Pure water and Dostoyevski
I recently had to travel to Washington on business. On the flight from Miami I was handed a small picnic-like bag that contained the modern substitute for the traditional on-board meal. I suppose this is aimed at cost reduction. For obvious reasons, which by the way are widely shared, I was never much of a fanatic of this service, so the modernization of the same is neither here nor there for me. I did find, however, that negotiating an extra bottle of wine out of a picnic bag is far more difficult that doing so out of a stewardess.
What inspired some of the following comments was the bag’s content. The bag included a bottle of pure, natural water and a “globalized” menu made up of a Manhattan deli-sandwich, Dijon mustard and Tortilla Chips.
The water is contained in a clear plastic bottle, good but costly. Its label told me that the water originated, and is bottled, in France, vintage ’98 and can be consumed safely until July 27, year 2000. (What should one do in August of year 2000?) It also included a bar code, which evidently makes logistics easier, considering the fact that the product must be transported long distances from its source to the ultimate consumer.
On the backside of the bottle, another label gave me valuable information as to its “Nutritional Content” broken down into units per serving, which in this case is exactly equal to the content of the bottle, which is 11 fl. oz. or 330 ml. The information is as follows: Calories = 0; Total Fat Content = 0 gm. = 0% of the Daily Value (DV); Sodium = 0 mgs. = 0%; Carbohydrates = 0 gm. = 0% of the Daily Value (DV); and Proteins = 0 gm. = 0% of the Daily Value (DV). All was, as one should expect from water although, curiously, no info at all was provided in respect to its purity.
While I drank the water, I read a special supplement of The Economist magazine which addressed the issue of international commerce and developed the fundamental thesis that the world should continue, come hell or high water, to develop free and open market programs. I am a sincere and avid defender of free and open market principles and if the possible benefits are analyzed in the traditional terms of "bicycles and wheat" I have absolutely no problem.
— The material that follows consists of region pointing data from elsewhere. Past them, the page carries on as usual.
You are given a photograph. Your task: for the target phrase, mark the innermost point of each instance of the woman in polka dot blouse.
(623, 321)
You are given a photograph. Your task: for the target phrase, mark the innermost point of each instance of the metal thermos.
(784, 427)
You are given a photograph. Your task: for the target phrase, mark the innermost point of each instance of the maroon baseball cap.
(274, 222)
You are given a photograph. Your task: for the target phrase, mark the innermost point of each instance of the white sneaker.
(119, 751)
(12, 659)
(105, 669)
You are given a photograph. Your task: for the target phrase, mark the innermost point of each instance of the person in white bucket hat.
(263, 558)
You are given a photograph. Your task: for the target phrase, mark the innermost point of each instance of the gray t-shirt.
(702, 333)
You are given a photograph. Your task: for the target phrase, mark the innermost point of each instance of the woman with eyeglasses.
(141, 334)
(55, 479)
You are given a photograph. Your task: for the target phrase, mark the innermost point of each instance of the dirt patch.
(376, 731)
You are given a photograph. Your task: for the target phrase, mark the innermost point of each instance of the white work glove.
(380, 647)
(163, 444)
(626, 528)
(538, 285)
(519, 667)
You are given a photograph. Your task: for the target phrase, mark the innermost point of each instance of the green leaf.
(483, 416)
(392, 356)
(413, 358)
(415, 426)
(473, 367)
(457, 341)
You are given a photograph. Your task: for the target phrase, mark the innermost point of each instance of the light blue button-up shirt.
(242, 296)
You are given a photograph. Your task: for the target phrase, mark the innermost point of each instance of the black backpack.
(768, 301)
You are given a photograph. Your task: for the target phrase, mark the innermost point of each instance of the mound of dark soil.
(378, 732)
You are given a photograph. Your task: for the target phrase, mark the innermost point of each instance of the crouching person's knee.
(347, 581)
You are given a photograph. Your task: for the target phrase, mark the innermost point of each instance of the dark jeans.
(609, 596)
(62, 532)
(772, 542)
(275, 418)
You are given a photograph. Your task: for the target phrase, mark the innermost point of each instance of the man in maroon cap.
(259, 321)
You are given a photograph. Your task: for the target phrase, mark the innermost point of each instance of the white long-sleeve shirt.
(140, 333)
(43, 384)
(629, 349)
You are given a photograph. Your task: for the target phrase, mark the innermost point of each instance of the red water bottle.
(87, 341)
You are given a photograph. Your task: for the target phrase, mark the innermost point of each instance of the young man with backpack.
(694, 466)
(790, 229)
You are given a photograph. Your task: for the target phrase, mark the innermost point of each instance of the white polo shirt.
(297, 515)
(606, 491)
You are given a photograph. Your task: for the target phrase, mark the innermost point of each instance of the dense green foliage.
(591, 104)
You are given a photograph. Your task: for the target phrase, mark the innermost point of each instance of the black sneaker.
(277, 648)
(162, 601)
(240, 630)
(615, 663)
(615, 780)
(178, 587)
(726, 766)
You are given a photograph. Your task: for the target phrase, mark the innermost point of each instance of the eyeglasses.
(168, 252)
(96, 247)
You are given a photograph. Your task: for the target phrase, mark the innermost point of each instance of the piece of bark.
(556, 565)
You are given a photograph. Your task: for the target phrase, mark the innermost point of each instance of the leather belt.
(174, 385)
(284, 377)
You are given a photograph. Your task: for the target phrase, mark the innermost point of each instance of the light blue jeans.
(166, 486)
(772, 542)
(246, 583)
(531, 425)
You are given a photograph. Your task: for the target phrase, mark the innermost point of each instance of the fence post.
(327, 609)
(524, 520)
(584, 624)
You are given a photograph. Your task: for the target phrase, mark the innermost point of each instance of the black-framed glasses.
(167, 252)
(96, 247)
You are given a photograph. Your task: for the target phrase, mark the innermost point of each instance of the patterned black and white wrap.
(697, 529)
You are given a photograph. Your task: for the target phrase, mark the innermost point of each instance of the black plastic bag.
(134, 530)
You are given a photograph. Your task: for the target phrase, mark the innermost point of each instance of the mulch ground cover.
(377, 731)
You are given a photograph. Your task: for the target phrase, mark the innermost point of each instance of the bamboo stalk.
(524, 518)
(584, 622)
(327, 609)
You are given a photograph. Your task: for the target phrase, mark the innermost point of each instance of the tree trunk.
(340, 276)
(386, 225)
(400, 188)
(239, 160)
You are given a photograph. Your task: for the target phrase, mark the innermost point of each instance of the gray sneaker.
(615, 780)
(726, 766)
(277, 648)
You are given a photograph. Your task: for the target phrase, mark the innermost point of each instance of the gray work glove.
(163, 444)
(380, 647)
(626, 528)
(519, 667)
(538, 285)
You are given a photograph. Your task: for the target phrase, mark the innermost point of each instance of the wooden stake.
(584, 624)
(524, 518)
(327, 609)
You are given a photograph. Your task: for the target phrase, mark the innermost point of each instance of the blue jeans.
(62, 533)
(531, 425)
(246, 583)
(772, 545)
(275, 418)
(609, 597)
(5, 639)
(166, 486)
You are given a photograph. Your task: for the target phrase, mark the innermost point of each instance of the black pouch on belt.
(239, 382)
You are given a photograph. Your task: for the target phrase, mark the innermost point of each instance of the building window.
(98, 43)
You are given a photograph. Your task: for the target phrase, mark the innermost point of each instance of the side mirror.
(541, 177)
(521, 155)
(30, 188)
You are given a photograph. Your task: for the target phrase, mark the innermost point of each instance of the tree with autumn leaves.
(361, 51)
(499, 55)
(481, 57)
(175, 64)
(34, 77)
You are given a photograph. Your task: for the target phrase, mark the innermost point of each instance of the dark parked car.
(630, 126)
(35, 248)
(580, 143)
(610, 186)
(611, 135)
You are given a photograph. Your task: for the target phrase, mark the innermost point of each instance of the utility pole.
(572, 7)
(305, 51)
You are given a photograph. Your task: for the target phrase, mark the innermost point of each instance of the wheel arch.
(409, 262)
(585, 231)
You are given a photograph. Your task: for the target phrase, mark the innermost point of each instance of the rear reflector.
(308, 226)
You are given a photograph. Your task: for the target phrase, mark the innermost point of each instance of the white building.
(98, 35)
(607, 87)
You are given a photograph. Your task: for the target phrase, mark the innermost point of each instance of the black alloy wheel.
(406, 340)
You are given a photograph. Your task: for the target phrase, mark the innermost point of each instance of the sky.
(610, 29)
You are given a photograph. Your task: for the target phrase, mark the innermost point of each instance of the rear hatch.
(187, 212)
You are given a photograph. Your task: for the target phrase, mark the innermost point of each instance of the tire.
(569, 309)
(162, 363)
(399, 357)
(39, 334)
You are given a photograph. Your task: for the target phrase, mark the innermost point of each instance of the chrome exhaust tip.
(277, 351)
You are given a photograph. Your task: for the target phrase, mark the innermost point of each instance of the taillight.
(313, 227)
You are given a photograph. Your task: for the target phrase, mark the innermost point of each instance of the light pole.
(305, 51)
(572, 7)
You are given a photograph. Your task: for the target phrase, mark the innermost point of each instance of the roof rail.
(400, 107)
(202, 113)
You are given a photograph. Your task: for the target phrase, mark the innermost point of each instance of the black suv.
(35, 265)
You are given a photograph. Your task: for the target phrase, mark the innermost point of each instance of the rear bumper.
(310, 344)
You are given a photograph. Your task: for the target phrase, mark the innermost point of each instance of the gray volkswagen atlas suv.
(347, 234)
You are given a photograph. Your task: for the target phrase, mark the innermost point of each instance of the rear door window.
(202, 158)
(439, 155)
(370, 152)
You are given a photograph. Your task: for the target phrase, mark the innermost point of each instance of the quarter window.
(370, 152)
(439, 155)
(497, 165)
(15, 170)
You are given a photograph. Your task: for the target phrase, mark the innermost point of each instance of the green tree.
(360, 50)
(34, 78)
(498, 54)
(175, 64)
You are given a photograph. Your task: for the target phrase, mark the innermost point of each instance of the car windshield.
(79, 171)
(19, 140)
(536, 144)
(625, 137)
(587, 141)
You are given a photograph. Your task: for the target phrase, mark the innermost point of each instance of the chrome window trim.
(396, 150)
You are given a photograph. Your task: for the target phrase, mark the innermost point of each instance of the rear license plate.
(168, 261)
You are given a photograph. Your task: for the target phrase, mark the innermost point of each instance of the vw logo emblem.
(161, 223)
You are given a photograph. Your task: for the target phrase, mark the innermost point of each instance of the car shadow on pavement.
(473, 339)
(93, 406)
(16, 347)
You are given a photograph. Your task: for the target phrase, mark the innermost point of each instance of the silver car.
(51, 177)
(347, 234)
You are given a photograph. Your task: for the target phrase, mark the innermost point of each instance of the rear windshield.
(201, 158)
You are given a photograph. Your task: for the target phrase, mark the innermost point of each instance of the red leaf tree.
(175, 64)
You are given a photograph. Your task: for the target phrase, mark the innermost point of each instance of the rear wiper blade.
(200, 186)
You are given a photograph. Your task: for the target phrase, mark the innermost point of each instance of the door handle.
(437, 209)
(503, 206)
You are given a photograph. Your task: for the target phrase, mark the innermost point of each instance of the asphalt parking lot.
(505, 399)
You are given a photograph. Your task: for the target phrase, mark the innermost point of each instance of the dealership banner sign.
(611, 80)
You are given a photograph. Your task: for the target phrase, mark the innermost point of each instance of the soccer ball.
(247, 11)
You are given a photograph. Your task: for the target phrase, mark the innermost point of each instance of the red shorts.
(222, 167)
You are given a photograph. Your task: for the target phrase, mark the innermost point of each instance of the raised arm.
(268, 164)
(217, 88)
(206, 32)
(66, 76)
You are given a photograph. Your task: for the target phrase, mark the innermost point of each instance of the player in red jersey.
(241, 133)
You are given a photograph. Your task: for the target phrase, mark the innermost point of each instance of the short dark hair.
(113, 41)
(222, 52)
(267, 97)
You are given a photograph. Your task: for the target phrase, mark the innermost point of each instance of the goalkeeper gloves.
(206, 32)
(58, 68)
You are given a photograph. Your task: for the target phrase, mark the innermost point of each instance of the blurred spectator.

However, if this means that in Venezuela, in order to reap the benefits derived from free trade, we have to create the conditions that allow for the sale of non nutritional French water, instead of the equally non nutritional Venezuela water, something which borders on fanatism, then, perhaps, The Economist and I must be referring to a free trade or an aperture of a different sort.
As we landed in Washington, I concluded that any business or economic development policy, that leads to substitute the cost of a stewardess for the cost of a particularly expensive bottle of water, is really not adequate for Venezuela. Actually it isn’t adequate for anyone.
My arrival in Washington coincided with the annual meeting of the International Monetary Fund (IMF). This year the meeting was particularly high profile as a consequence of the global economic crisis that is already affecting many countries around the world and threatens to continue to expand.
In terms of human suffering and sacrifices, we have already begun to understand the horrible implications of this crisis. From Japan, the press relates the terrible drama of a collective suicide of three businessmen, all husbands and fathers, due to bankruptcy as a result of recession. In Venezuela, our citizens are already paying their dues as a result of the fall in oil prices.
In Washington, I observed on a daily basis, almost to the point of nausea, the pressures applied on an otherwise apparently successful President, as a result of sins caused by possible excess in libido. Being from another country I would not want to judge their reactions but I do believe that this debate centers on the American society’s need to see to it that responsibilities are assumed (accountability is the appropriate buzz word).
Much of the discussion during the IMF meetings centered on what is called the “moral hazard”. The argument maintains that by helping stricken countries we are actually simply helping speculators to avoid massive losses and keeping them from suffering the punishment they deserve. As a result, they will surely be tempted to incur in the same errors over and over again.
All in all, the economic crisis, Clinton and the moral hazard created in Washington a real Dostojevskian scenario, reinforced by the fact that one of the TV stations, in what I considered an extraordinary sense of timing, was announcing the upcoming airing of "Crime and Punishment".
Against this background I noticed, somewhat surprised, that the faces at this year’s meeting of the IMF, were the same as those present at previous meetings, as if nothing had occurred. Could it be that Venezuela and to complement its export of beauty queens, has managed to come up with a new non-traditional export called “impunity”?